Dimitri Mallet

Dimitri Mallet (France) : face au déferlement d’images auquel nous sommes soumis, à l’ère de la vitesse et du zapping, Dimitri Mallet, en contrepoint, invite le spectateur à prendre le temps.
À travers la série Paysages peints ou filmés (2017), l’artiste transcrit les taches lumineuses que l’on peut observer les yeux fermés. Dans la peinture et la vidéo, il exprime une nécessité intérieure dans le sens où Vassily Kandinsky l’a comprise dans “Du spirituel dans l’Art” et dans la peinture en particulier (1911). Deux éléments ont été déterminants dans le cheminement de Kandinsky vers une peinture sans sujet : en 1896, “La vision des Meules” de Monet dans une exposition d’art français à Moscou puis, en 1908, la vue d’un de ses tableaux à l’envers C’est précisément ce qui intéresse Mallet dans ces images abstraites. L’analyse de Michel Henry dans “Voir l’invisible” (1988) montre que la peinture « économise sur le langage. C’est ce que la peinture abstraite nous enseigne et c’est ce qui lui donne sa capacité d’expression. Si en effet la couleur ne se rapporte pas aux sentiments de notre âme par une relation extérieure mais trouve en eux son véritable être – qu’elle est comme une sensation pure, comme une expérience pure – alors elle n’a même pas en traduisant, comme un moyen, ce contenu abstrait de notre vie invisible, elle coïncide avec elle, c’est son pathos, sa souffrance, son ennui, son abandon ou sa joie. “. L’artiste investit également l’espace d’exposition avec de courtes phrases, cachées et dispersées tout au long de l’exposition. Il nous propose ainsi, dans le Village Infini, de nous approprier lentement nos propres visions.

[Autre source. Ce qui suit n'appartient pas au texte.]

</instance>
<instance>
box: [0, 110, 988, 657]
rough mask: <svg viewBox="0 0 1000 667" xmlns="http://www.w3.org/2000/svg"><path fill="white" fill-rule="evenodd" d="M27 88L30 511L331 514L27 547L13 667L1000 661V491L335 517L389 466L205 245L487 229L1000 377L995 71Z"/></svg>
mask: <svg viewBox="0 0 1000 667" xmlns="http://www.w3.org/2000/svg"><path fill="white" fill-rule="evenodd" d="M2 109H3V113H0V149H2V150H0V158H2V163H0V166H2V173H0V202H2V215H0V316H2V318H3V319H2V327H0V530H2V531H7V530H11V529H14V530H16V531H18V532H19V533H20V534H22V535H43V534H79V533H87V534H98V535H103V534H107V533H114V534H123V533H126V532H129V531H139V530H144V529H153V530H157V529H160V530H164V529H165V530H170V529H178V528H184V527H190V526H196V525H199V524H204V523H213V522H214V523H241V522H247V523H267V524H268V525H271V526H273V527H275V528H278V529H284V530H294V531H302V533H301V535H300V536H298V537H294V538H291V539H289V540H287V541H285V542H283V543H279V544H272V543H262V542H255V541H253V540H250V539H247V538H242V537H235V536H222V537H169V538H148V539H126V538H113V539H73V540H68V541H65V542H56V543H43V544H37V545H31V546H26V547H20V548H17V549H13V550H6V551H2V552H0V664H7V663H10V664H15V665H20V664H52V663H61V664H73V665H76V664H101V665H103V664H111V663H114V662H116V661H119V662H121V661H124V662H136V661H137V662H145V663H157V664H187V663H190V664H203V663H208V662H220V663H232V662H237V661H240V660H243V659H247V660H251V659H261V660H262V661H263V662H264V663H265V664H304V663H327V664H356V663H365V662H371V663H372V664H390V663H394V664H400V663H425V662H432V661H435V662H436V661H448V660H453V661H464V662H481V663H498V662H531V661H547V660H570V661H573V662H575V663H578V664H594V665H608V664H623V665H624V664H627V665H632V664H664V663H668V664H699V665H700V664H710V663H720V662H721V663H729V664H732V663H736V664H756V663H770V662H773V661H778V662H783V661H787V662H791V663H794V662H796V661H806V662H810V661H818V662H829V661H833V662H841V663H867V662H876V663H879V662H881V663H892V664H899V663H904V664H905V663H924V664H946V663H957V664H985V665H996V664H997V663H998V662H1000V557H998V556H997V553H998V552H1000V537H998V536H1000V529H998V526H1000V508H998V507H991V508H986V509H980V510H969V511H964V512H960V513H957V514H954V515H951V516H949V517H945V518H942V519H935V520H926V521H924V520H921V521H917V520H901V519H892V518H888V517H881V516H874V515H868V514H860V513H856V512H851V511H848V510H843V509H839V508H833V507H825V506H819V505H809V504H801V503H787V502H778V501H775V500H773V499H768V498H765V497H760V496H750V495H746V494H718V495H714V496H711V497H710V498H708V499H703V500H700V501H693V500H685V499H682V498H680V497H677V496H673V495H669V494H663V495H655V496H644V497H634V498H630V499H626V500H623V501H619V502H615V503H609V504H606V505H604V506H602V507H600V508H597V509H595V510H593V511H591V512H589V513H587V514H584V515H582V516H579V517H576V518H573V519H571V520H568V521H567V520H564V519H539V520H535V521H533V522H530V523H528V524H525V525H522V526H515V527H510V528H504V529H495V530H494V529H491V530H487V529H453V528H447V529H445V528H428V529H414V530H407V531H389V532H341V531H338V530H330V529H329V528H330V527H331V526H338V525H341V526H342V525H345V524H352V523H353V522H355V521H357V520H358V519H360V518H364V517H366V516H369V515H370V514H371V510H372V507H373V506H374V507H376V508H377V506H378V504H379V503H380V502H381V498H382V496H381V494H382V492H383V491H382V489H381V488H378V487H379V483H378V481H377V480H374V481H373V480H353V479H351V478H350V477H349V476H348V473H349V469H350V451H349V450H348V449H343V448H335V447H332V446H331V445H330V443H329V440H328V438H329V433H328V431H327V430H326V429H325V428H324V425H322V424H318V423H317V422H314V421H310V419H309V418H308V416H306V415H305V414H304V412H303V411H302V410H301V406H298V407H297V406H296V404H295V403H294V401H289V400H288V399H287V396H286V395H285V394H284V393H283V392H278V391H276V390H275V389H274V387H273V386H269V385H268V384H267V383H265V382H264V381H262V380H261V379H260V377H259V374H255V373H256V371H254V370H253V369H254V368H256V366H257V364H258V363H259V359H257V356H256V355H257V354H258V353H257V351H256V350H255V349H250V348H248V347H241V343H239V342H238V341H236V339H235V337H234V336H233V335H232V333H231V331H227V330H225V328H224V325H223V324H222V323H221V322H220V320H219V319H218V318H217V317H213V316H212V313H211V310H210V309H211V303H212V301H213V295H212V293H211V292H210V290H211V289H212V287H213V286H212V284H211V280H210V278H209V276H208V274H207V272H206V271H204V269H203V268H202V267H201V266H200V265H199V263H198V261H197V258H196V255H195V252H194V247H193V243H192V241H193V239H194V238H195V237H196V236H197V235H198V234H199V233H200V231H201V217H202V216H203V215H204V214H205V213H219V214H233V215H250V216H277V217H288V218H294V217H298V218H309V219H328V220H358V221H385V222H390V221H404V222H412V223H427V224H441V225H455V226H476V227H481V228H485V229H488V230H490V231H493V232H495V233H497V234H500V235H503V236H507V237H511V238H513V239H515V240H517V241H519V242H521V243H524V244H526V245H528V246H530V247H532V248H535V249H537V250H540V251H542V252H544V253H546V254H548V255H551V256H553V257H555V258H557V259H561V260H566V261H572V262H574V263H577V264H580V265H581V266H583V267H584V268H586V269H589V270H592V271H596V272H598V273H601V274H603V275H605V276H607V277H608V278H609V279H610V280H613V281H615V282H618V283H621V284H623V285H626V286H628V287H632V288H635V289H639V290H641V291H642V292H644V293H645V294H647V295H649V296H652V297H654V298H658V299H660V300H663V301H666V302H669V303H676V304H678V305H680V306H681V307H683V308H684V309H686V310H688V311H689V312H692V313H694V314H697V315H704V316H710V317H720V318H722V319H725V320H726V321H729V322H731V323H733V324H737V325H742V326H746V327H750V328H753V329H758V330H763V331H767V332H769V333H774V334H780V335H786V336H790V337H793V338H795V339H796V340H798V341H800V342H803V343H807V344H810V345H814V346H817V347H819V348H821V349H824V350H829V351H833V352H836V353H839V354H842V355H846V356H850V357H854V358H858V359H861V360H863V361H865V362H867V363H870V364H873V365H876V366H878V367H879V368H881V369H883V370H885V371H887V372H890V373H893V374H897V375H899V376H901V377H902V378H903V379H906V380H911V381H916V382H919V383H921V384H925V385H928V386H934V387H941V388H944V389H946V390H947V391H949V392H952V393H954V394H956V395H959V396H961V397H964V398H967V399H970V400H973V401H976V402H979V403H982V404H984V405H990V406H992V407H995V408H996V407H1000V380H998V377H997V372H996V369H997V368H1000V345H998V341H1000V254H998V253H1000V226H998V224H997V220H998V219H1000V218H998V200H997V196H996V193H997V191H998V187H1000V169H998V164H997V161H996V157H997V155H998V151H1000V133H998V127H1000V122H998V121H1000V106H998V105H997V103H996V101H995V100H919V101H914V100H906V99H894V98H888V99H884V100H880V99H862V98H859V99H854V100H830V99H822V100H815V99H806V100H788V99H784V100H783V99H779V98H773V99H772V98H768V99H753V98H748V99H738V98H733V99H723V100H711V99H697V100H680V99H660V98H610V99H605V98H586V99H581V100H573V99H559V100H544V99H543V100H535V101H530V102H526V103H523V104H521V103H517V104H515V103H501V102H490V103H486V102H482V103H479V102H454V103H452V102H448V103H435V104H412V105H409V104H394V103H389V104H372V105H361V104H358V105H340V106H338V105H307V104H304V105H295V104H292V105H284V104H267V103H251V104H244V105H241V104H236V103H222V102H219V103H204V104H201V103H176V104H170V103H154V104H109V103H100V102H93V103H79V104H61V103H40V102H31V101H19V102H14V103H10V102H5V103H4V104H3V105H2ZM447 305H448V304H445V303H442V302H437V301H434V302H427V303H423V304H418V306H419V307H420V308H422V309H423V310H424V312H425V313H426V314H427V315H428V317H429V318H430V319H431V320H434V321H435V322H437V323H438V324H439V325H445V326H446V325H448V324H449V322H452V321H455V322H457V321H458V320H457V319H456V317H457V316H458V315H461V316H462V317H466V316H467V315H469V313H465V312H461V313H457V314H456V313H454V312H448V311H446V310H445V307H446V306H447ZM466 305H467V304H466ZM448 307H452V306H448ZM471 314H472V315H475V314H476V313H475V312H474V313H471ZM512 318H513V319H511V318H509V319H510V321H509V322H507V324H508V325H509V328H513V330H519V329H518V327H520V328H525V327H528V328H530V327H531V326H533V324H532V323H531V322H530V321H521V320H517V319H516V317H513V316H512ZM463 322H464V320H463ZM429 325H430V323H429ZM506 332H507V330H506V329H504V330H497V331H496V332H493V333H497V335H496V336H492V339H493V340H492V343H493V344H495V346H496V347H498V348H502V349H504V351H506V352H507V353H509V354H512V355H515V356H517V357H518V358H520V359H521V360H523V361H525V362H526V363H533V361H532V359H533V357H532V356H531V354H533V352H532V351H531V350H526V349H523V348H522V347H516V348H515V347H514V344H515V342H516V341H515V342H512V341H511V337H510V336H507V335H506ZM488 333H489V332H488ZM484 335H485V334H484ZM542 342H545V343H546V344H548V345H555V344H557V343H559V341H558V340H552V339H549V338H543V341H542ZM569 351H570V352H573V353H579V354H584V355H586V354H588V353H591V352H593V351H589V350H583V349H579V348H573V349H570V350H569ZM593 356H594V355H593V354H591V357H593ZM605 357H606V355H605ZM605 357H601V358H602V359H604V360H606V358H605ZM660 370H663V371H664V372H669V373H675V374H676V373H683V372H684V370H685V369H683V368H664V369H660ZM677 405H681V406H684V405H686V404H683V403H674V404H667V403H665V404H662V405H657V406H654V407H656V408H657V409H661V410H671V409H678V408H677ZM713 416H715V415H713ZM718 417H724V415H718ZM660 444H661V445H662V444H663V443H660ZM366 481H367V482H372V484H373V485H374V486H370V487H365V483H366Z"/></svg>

Images 1, 2, 3 : film de paysage

Images 4, 5, 6, 7 : Dimitri Mallet, film de paysage #1, 2017. Film HD, 45′ 08, muet, boucle, casque antibruit.

Toutes les photos : © Dimitri Mallet, ADAGP Paris.

Dimitri Mallet

Dimitri Mallet (France) faced with the flood of images to which we are subjected, in the era of speed and zapping, Dimitri Mallet, in counterpoint, invites the viewer to take time.
Through the painted or filmed Landscapes (2017) series, the artist transcribes the light spots that can be observed with closed eyes. In painting and video, he expresses an inner necessity in the sense in which Vassily Kandinsky understood it in “Du spirituel dans l’Art” and in painting in particular (1911). Two elements were decisive in Kandinsky’s journey towards a painting without a subject: in 1896, the vision of Monet’s Millstones in an exhibition of French art in Moscow, then, in 1908, the sight of one of his paintings at the towards. This is precisely what interests Mallet in these abstract images. Michel Henry’s analysis in “Voir l’invisible” (1988) shows that painting “economizes on language. This is what abstract painting teaches us and this is what gives it its capacity for expression. If indeed the color does not relate to the feelings of our soul by an external relation but finds in them its true being – which it is as a pure sensation, as a pure experience – then it does not have even in translating, like a means, this abstract content of our invisible life, it coincides with it, it is its pathos, its suffering, its boredom, its dereliction or its  joy. The artist also invests the exhibition space with short sentences, hidden and scattered throughout the exhibition. He thus offers us, in the Infinite Village, to slowly appropriate our own visions.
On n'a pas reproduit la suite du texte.